The Sablon (or Zavel in Dutch) is a historic neighbourhood in the upper town near Mont des Arts, lying between the Royal Palace and the Palace of Justice. It is divided by two main squares – Grand Sablon (Grote Zavel) and Petit Sablon (Kleine Savel) – separated by the Church of Our Lady of the Sablon (L’eglise Notre Dame du Sablon). This neighbourhood is refreshingly more local in its feel than the lower town. The streets are lined with boutiques, restaurants, cafes, and chocolatiers.
|| Visit the sites of the European Union.
If you’re interested in politics, be sure to explore some of the buildings home to the European Union. Brussels hosts seats of the European Commission, the Council of the European Union, the European Council, and the European Parliament, as well as the main offices of the members of parliament.
|| Visit one of the city’s many cathedrals.
The Cathedral of St. Michael and St. Gudula (Cathédrale des Sts-Michel-et-Gudule) is the national church of Belgium and is a 12th century Gothic cathedral on Treurenberg Hill, between the lower and upper city. The Church of Notre-Dame de Bon Secours (L’église Notre–Dame de Bon Secours) is a stunning 17th century chapel near the city center and Chapel Church Brussels (L’église Notre-Dame de la Chapelle) is built in the Romanesque-Gothic styles, located near Grand Sablon. The Church of Our Lady of the Sablon (L’eglise Notre Dame du Sablon) borders the Grand and Petit Sablon squares.

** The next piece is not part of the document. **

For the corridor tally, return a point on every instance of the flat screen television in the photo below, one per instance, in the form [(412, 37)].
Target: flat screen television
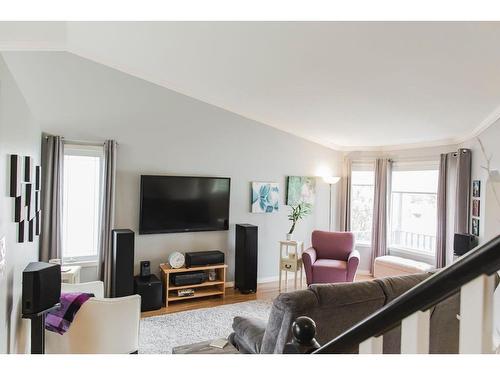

|| Dine on some moules-frites.
Moules-frites, or mussels and fries, is the national dish of Belgium – you’ll find no shortage of restaurants boasting this as the highlight of their menu. To be honest, I skipped these as I don’t enjoy seafood – but I was given several recommendations for Chez Leon. This hot spot serves up moules-frites and is conveniently located near the Grand Place and Delirium Cafe!
|| Try one of 2,000 beers at Delirium Cafe.
Delirium Cafe is a sprawling bar famed for offering more than 2,400 types of beer. Be sure to stop by to taste some of Belgium’s greatest exports – there are nearly 180 breweries in Belgium! Delirium Tremens has been named the ‘best beer the in the world’ and you can’t argue that with titles. I opted to try the Delirium Red, a delicious brew infused with cherry. Or try one of the more unique ales, like a cookie beer. Delirium Cafe is only 100 meters away from the Grand Place, making it easy to find. And if you’re still on the hunt for those odd statues for some reason, you’ll find Jeanneke Pis hiding in this alley.
What is your favorite thing to do in Brussels?